EDINBURGH — At recent gatherings of G7 leaders, NATO members and G20 foreign ministers, it was clear to everyone that the world is facing a confluence of emergencies not seen in decades. International tensions have reached alarming heights due to rising food and energy insecurity, currency depreciation, looming debt crises, the ongoing COVID-19 pandemic, escalating effects of climate change and armed conflict.

Previously a forum for tackling financial and economic issues, the G20, chaired by Indonesia this year, is being pushed into dangerously sensitive ground. The group leaders’ summit in mid-November will be of crucial importance; but we cannot wait until then to deal with today’s intertwined crises. The G20 is expected to launch a virtual (online) process to start working on a common and coordinated response ahead of its November summit.

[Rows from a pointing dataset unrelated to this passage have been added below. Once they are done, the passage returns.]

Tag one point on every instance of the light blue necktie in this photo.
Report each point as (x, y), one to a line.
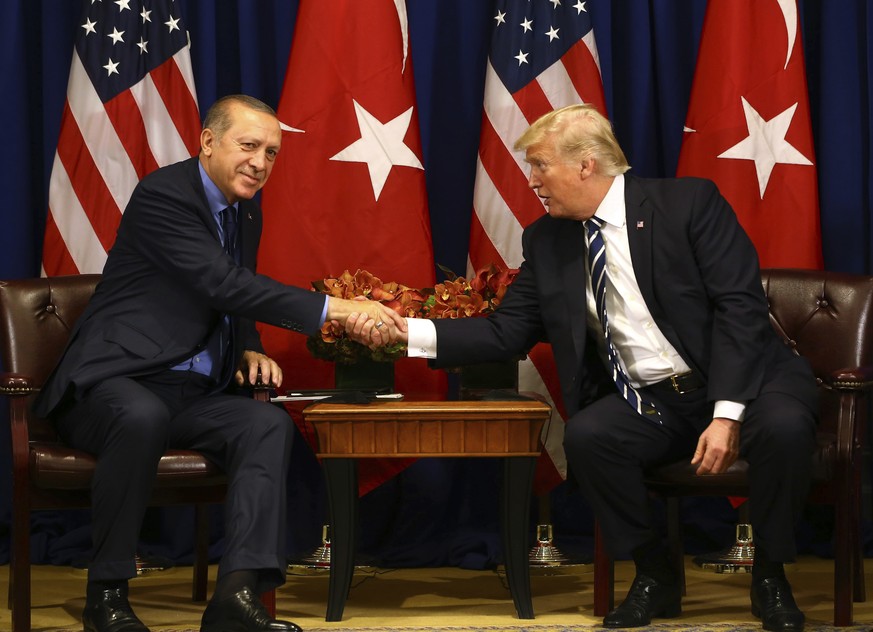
(228, 225)
(597, 267)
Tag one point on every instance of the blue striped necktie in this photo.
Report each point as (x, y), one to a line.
(597, 267)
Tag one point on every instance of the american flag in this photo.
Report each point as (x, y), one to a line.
(131, 108)
(543, 56)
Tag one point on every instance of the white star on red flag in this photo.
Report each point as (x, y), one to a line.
(766, 144)
(380, 146)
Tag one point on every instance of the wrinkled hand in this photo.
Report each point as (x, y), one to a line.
(362, 328)
(387, 326)
(251, 363)
(718, 447)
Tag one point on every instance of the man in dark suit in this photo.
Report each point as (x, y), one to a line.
(690, 367)
(151, 364)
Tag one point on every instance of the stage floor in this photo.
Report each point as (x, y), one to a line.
(438, 598)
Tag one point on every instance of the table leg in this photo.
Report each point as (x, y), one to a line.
(341, 478)
(517, 482)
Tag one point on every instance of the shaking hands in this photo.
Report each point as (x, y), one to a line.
(368, 322)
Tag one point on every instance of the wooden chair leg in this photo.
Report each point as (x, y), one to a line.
(604, 576)
(674, 540)
(19, 567)
(269, 601)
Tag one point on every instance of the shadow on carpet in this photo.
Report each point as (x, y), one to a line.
(661, 627)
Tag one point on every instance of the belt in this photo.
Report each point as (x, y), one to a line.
(681, 382)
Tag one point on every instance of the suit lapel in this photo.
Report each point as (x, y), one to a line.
(640, 231)
(571, 254)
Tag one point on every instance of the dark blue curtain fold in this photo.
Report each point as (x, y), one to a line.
(648, 51)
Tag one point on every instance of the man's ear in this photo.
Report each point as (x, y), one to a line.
(207, 139)
(586, 167)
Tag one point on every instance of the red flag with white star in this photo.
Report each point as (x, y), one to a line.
(348, 187)
(748, 127)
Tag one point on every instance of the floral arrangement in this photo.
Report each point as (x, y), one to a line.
(456, 297)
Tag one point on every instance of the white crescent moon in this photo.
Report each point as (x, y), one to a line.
(400, 5)
(789, 12)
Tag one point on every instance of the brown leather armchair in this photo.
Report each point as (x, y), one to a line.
(36, 316)
(827, 317)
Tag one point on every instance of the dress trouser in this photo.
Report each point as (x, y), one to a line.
(128, 423)
(609, 447)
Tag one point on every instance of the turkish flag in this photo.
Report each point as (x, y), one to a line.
(348, 188)
(748, 127)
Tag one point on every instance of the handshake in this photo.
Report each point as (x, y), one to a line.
(368, 322)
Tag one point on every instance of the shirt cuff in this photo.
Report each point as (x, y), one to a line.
(422, 338)
(324, 310)
(729, 410)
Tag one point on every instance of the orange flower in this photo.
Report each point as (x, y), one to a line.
(453, 298)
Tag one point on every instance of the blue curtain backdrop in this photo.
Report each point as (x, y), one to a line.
(647, 51)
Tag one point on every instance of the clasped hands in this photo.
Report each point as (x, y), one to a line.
(368, 322)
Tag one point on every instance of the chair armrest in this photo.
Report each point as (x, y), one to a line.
(261, 392)
(851, 379)
(15, 384)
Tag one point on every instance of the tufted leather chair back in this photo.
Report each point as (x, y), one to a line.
(39, 314)
(827, 317)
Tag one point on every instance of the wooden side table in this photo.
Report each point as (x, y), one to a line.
(507, 429)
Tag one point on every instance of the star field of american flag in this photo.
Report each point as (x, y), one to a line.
(123, 40)
(131, 108)
(531, 36)
(543, 57)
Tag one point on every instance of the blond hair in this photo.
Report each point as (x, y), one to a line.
(578, 132)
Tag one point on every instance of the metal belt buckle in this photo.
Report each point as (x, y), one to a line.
(674, 380)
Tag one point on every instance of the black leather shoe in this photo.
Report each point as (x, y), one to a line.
(111, 612)
(773, 603)
(243, 612)
(647, 598)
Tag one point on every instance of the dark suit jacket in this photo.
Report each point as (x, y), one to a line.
(166, 284)
(697, 270)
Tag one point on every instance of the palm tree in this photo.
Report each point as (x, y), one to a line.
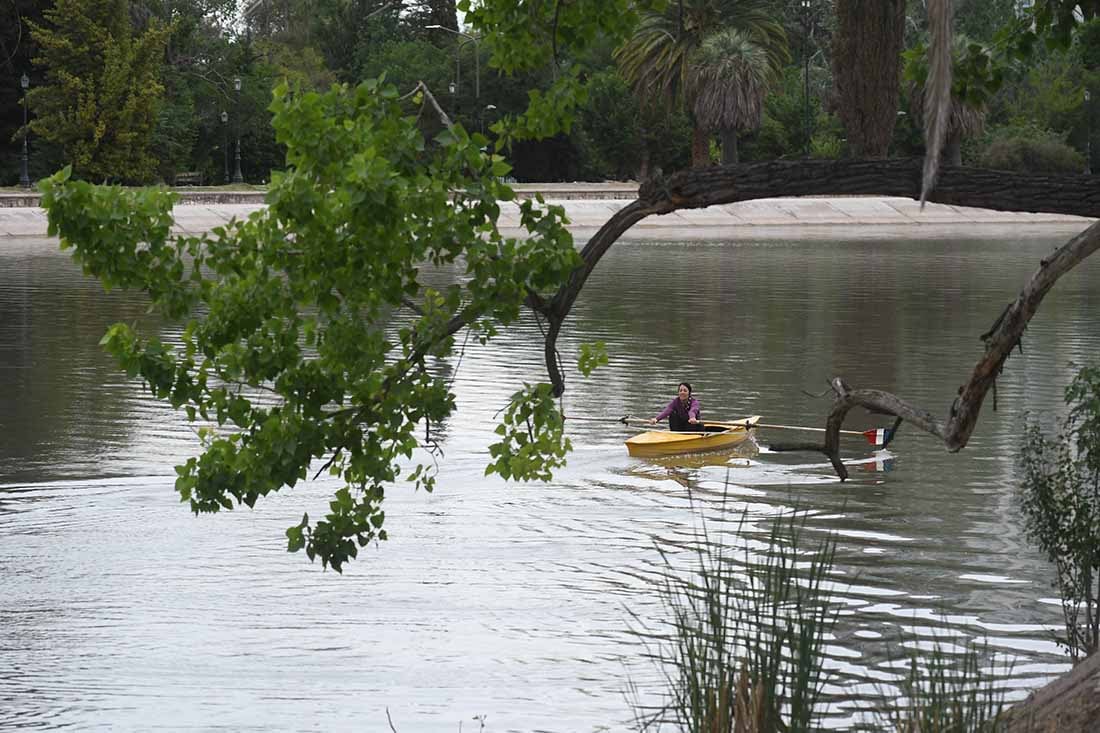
(965, 117)
(727, 83)
(659, 57)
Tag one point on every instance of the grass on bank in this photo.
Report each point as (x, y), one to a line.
(741, 648)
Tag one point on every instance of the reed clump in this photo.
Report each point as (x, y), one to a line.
(741, 648)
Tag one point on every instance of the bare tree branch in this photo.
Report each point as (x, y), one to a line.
(701, 187)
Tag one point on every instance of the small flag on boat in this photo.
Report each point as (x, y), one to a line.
(879, 436)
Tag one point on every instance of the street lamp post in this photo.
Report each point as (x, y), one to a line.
(24, 177)
(237, 124)
(1088, 133)
(458, 59)
(806, 22)
(224, 143)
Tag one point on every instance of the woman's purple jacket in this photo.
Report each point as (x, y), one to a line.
(678, 406)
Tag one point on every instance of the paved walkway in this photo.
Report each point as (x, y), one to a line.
(589, 206)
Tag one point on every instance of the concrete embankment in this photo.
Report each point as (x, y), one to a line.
(589, 206)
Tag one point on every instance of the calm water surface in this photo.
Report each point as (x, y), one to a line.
(120, 610)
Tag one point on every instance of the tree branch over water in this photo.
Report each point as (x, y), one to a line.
(964, 186)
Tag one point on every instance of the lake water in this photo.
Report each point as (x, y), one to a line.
(509, 606)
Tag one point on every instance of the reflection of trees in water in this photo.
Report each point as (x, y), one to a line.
(64, 397)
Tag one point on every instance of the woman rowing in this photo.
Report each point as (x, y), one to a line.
(683, 412)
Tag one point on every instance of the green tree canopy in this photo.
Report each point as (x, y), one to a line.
(317, 331)
(101, 87)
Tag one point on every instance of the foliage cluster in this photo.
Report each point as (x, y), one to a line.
(102, 87)
(1020, 68)
(1029, 149)
(308, 330)
(745, 643)
(1060, 500)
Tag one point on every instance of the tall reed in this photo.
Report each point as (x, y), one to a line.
(744, 648)
(942, 696)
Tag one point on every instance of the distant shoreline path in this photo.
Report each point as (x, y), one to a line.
(589, 206)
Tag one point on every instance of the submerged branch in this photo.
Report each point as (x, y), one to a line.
(992, 189)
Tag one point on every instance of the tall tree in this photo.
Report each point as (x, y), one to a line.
(284, 359)
(659, 57)
(101, 87)
(729, 77)
(866, 70)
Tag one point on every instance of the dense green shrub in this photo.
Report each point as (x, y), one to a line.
(1029, 149)
(1059, 495)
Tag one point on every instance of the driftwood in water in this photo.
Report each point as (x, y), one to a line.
(996, 189)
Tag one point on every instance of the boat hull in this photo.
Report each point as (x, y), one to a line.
(653, 444)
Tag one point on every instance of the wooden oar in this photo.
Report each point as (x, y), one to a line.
(875, 436)
(641, 422)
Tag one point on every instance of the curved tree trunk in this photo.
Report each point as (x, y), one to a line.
(729, 146)
(700, 146)
(866, 67)
(702, 187)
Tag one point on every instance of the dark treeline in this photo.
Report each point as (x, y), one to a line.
(154, 96)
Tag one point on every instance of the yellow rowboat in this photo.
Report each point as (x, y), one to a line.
(652, 444)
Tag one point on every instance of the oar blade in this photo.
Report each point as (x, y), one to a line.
(879, 437)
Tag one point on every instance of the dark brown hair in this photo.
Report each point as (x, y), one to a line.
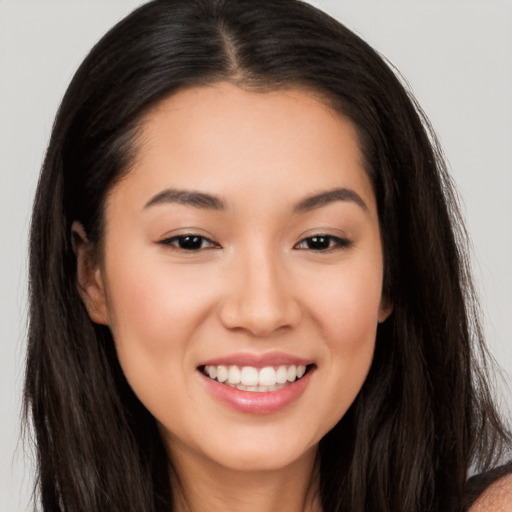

According to the World Food Program (WFP), more than 800 million people are now chronically hungry, and up to 323 million are at risk of starvation. Energy prices have soared and COVID-19 continues to rage among the world’s under-vaccinated populations (only 16.5% of people in low-income countries have been fully vaccinated). In addition, around 60% of low-income countries are over-indebted, and communities around the world are experiencing droughts, floods, wildfires and other symptoms of climate breakdown.